I threw away my old blue cycling sweater yesterday. I’d had the thing so long I can’t remember being without it. It wasn’t the first jersey I owned. The first was a light-blue and white one I thought looked like Felice Gimondi’s Bianchi team jersey. I gave that one away years ago without a second thought. The sweater though, was tougher.
I think that sweater was made as the top half of an old-fashioned Italian warm-up suit, one of the ones with pants that looked like pajama bottoms. No one bought those pants; if I think about them I can feel sorry for all those rejected baggy warm-up bottoms. I wonder what became of them and hope they’re doing all right, wherever they are.
The shop where I bought that sweater closed not much later. I remember it as a kind of unfocused shop, one you’d seldom find a reason to visit. My girlfriend had bought one of the sweaters there for $15, a bargain even in those days. I stepped right up.
The label, printed in Italian, couldn’t be decoded. You couldn’t tell if it was wool or synthetic or a blend. I treated it like wool for 10 years.
The full-length front zipper made that sweater easy to put on and take off. If the day got warm you could unzip it part or all the way. Or you could take it off and twirl it by the sleeves and tie it around your waist. Perfect.
That girlfriend and I rode together a lot. I see us in my mind in matching blue sweaters, riding side by side (only when safe, of course) down foggy, wooded country roads. We looked alike and I think we thought alike, then.
She and I rode centuries and group training rides. We took moderate-length tours together. She liked to wear a railroad engineer’s hat. I was learning to wear a cycling cap Saronni-style, down over the eyes in the front, perched impossibly high in back. Saronni, that year, was still being driven to races by his mommy.
Eventually, though I learned to wear the cap perfectly, the girlfriend departed. The sweater stayed on.
I recall once on a late fall ride I got caught in a cold rainstorm. I got soaked but the sweater kept me warm. I remember wringing water out of it in a restaurant bathroom and having to drop it on the john floor for lack of a place to hang it while I dressed. It was still so wet, even after the wringing, that it flopped loudly when I dropped it on the tile. That’s a warm sweater.
I remember it covered in frost down the arms and across the chest on those painfully chilly, clear mornings there are never enough of. I remember how the cuffs frayed after the first couple years but never got worse. I can remember the blue of it bright and the new smell still in it. That sweater was new then and so was cycling. I had yet to discover I had limits.
In those days I felt it was important to wear clean, newish cycling clothes. I saw that some people who’d been at it long enough to own old bike clothing wore their mended, tattered stuff with no embarrassment. Not me though; no patched tights for me.

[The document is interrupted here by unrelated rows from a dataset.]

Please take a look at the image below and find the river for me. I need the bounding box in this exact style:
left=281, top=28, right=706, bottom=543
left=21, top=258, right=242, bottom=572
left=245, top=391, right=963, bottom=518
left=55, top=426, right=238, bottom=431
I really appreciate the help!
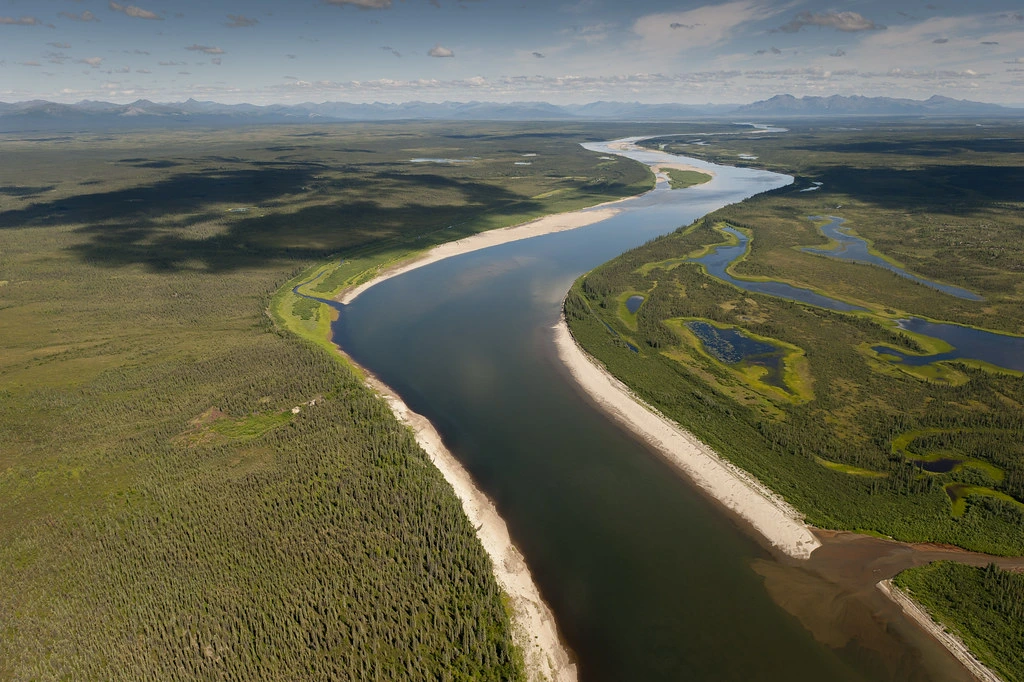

I thought that if I wore less-than-perfect jerseys or shorts or whatever, I would be considered casual or uncommitted to the sport.
Years passed and I was still riding. I got less impressed by emblems of dedication one could merely buy. I became more aware of subtle signals, like class on the bike, that earlier I might have missed while looking at some turkey’s jersey.
I won’t say I’ve let myself go completely and ride in rags. I did begin to lose interest in woollen (later Lycra) perfection. I came to find certain articles of clothing (and equipment) pleasantly familiar and effective. I didn’t want a new whatever, thank you. I liked the old one just fine.
I liked that blue sweater especially fine as you may have perceived. My new girlfriend found the hole in the twice-mended left shoulder too shabby. She asked me repeatedly not to wear it.
I explained to her about the old girlfriend and the rainstorm and the frosty mornings. I tried to recreate the sound my sweater made slapping the bathroom floor. She was relentless.
I was too classy a guy, she said, to wear a sweater as ratty as that. It was giving a bad impression. So I threw it away. Hey, it was for my own good.